RI Punya Harta Karun Pengganti BBM Bensin!

RI Punya Harta Karun Pengganti BBM Bensin!

Jakarta – Nusantara ternyata menyimpan ‘harta karun’ yang dimaksud bisa saja menjadi substansi bakar energi. ‘harta karun’ itu adalah tumbuhan aren yang dimaksud dapat dimanfaatkan sebagai materi baku bioetanol untuk campuran Bahan Bakar Minyak (BBM).

CEO Pertamina New and Renewable Energy (PNRE), John Anis memaparkan bahwa ketika ini pihaknya sedang membidik kemungkinan pemanfaatan aren sebagai material baku pembuatan bioetanol. Mengingat, kemungkinan aren untuk bioetanol ke Nusantara cukup besar.

John membeberkan bahwa berdasarkan data dari Kementerian Perhutanan terdapat peluang lahan seluas dua jt hektare di dalam berubah-ubah wilayah Negara Indonesia juga cocok untuk pengembangan vegetasi aren.
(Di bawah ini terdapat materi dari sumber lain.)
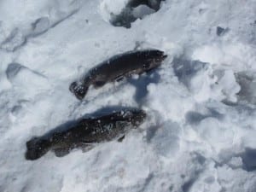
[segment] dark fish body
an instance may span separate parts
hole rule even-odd
[[[69,90],[78,99],[83,99],[90,85],[98,88],[108,82],[150,71],[159,67],[166,57],[164,52],[158,49],[117,55],[92,68],[78,82],[72,83]]]
[[[123,110],[98,118],[83,119],[71,128],[34,137],[26,143],[26,160],[37,160],[49,150],[63,156],[74,148],[91,148],[93,144],[118,139],[140,125],[143,110]]]
[[[165,0],[130,0],[128,3],[128,7],[136,8],[139,5],[144,4],[148,6],[152,9],[158,11],[161,1]]]

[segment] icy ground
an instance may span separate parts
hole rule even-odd
[[[255,192],[256,1],[166,0],[131,28],[113,26],[126,3],[0,1],[0,191]],[[69,92],[138,45],[168,59],[82,102]],[[32,137],[108,106],[148,118],[122,143],[25,160]]]

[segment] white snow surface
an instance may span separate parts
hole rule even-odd
[[[256,1],[166,0],[112,26],[126,3],[0,1],[0,191],[255,192]],[[168,55],[150,77],[68,90],[138,44]],[[148,115],[122,143],[26,160],[33,136],[108,106]]]

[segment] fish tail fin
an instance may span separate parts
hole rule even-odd
[[[73,82],[69,86],[69,90],[73,92],[79,100],[82,100],[86,95],[88,88],[89,86]]]
[[[41,139],[39,137],[33,137],[32,139],[26,142],[26,152],[25,157],[26,160],[37,160],[42,157],[49,150],[48,141],[45,139]]]

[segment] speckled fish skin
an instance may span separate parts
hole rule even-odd
[[[158,49],[117,55],[92,68],[79,81],[72,83],[69,90],[81,100],[86,95],[90,85],[98,88],[119,78],[150,71],[159,67],[166,57],[163,51]]]
[[[129,109],[98,118],[83,119],[66,131],[31,139],[26,143],[25,156],[26,160],[33,160],[49,150],[69,152],[74,148],[91,147],[91,144],[118,139],[129,130],[139,126],[145,118],[143,110]]]

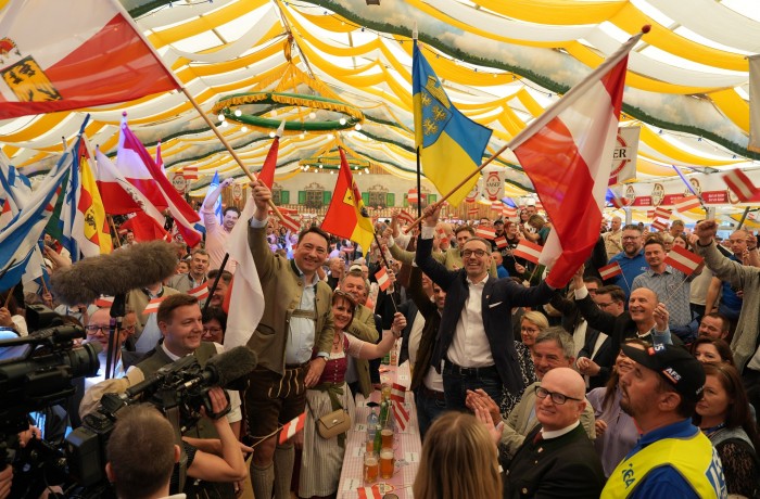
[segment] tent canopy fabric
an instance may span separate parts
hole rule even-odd
[[[340,143],[350,156],[414,178],[411,33],[466,115],[494,130],[494,152],[556,101],[621,42],[651,25],[631,53],[624,126],[641,126],[637,177],[647,182],[685,172],[756,168],[747,151],[748,60],[760,52],[760,11],[752,0],[122,0],[186,89],[210,112],[236,93],[314,93],[289,75],[314,77],[324,90],[364,116],[343,131],[288,131],[278,177],[297,175],[304,161]],[[0,8],[2,5],[0,4]],[[0,11],[0,16],[2,11]],[[324,94],[324,92],[322,92]],[[167,171],[198,166],[197,190],[214,171],[242,171],[181,92],[123,104],[0,121],[0,145],[29,176],[62,153],[61,138],[86,132],[114,154],[126,111],[130,127],[153,150],[162,141]],[[339,119],[332,111],[253,103],[240,111],[301,123]],[[216,123],[217,117],[214,117]],[[226,120],[221,129],[257,170],[269,132]],[[532,185],[511,153],[512,192]]]

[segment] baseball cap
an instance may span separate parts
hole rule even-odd
[[[688,351],[673,345],[655,345],[644,350],[622,346],[631,359],[651,369],[689,400],[699,400],[705,387],[705,369]]]

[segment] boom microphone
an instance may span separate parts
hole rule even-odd
[[[177,268],[177,253],[165,241],[134,244],[111,255],[85,258],[55,271],[50,286],[66,305],[90,304],[163,281]]]
[[[208,359],[203,375],[210,385],[227,387],[256,368],[258,357],[246,346],[236,346],[229,351]]]

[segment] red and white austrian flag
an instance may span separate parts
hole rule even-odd
[[[699,197],[694,194],[682,197],[677,203],[675,203],[675,209],[677,209],[679,213],[688,212],[689,209],[698,208],[699,206],[701,206]]]
[[[723,181],[729,189],[734,191],[736,197],[743,203],[760,201],[760,189],[745,175],[744,171],[735,169],[723,176]]]
[[[537,264],[539,257],[541,256],[541,252],[543,251],[544,246],[542,246],[541,244],[531,243],[527,239],[523,239],[520,240],[520,243],[512,252],[512,255],[515,255],[516,257],[524,258],[528,261]]]
[[[604,267],[599,267],[599,276],[601,276],[601,279],[605,281],[607,279],[612,279],[613,277],[620,276],[622,273],[623,269],[617,261],[613,261],[610,265],[606,265]]]
[[[681,270],[686,276],[691,276],[702,261],[705,260],[700,256],[676,245],[673,245],[673,248],[668,253],[664,259],[666,265]]]
[[[161,306],[161,302],[163,302],[165,296],[160,296],[157,298],[153,298],[150,302],[148,302],[148,306],[145,307],[144,310],[142,310],[142,314],[145,316],[149,314],[155,314],[159,311],[159,306]]]
[[[375,279],[377,279],[378,281],[378,286],[380,286],[380,291],[385,291],[389,287],[391,287],[391,278],[388,277],[385,267],[382,267],[378,271],[378,273],[375,274]]]
[[[286,442],[288,442],[289,439],[293,438],[293,436],[296,433],[302,431],[304,428],[305,422],[306,422],[306,412],[288,421],[282,426],[282,430],[280,430],[280,440],[279,440],[280,445],[282,445]]]
[[[206,299],[208,297],[208,283],[204,282],[200,286],[193,287],[188,291],[188,294],[197,297],[199,300]]]
[[[668,221],[663,220],[661,218],[655,217],[655,220],[651,222],[651,227],[659,230],[660,232],[663,232],[664,230],[668,229]]]
[[[0,119],[179,88],[113,0],[3,2]]]
[[[496,238],[496,229],[494,229],[493,227],[478,226],[476,235],[478,238],[483,238],[487,239],[489,241],[493,241]]]
[[[511,206],[504,206],[502,208],[502,216],[505,218],[517,218],[517,208]]]
[[[100,298],[96,299],[96,307],[98,308],[111,308],[113,304],[113,296],[101,296]]]

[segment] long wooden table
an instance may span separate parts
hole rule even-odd
[[[380,381],[382,383],[396,383],[406,386],[406,398],[404,406],[409,412],[409,424],[404,432],[396,428],[394,449],[396,465],[393,477],[390,479],[378,478],[380,495],[392,492],[398,498],[413,498],[411,484],[417,475],[421,443],[419,438],[419,426],[417,424],[417,409],[415,408],[414,395],[408,387],[411,383],[409,363],[402,366],[381,366]],[[373,392],[369,400],[379,402],[380,392]],[[367,417],[371,408],[367,407],[367,401],[362,394],[356,396],[356,418],[352,422],[345,446],[345,457],[343,458],[343,470],[338,485],[338,499],[354,499],[359,497],[358,489],[365,487],[364,452],[367,440]],[[367,497],[372,497],[368,495]]]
“Yang mendebarkan adalah, dari data statistik yang tersebut diberikan oleh mereka, itu per hektar, per tahunnya, bioetanol yang mana bisa saja dihasilkan oleh aren ini, sekitar 4 sampai 5 kali lebih banyak besar dari yang dimaksud lainnya baik dari gula, dari jagung,” kata John di acara Coffee Morning CNBC Indonesia, diambil Selasa (20/5/2025).

Berdasarkan perhitungan dari Kementerian Perhutanan, 1 jt hektar lahan aren mampu memproduksi 24 jt kiloliter bioetanol per tahun. Angka yang dimaksud cukup signifikan untuk menggantikan setengah dari permintaan BBM nasional.

“Jadi kalau punya 1 jt hektar, 24 jt kl. Padahal kebetulan kita sekitar 40 jt kl. Jadi setengahnya udah, ya setengahnya, kalau itu masif, udah gak import lagi tuh. Jadi udah tertutup lah,” kata dia.

PT Sinergi Gula Nusantara (SGN) atau Sugar Co, Subholding Komoditi Gula PTPN III (Persero) Holding Perkebunan memverifikasi pasokan materi baku untuk pembuatan bioetanol sebagai campuran BBM aman.

Direktur Utama SGN Mahmudi mengakui bawah pada waktu ini terdapat tiga lapangan usaha yang dimaksud mampu memproduksi etanol untuk substansi bakar alias fuel grade, dengan total 60 ribu kiloliter (kl). Adapun dari jumlah total tersebut, 30 ribu kl dimiliki oleh PTPN.

Namun, ia menafsirkan bahwa pemanfaatan kapasitas yang dimaksud belum optimal. Mengingat, produksi bioetanol untuk substansi bakar pada waktu ini masih ke bawah 5%.

“Tidak lebih tinggi dari 5%. Potensinya ada, feedstocknya cukup. Nah artinya kalau memang benar ini dapat kita lakukan tahap awal, oke lah kita selesaikan 60 ribu itu dulu aja lah,” katanya pada acara Coffee Morning CNBC Indonesia, disitir Selasa (20/5/2025).

Next Article Video: Persiapan Sudah 98%, Model Baru Subsidi BBM Segera Diumumkan!

Artikel ini disadur dari RI Punya Harta Karun Pengganti BBM Bensin!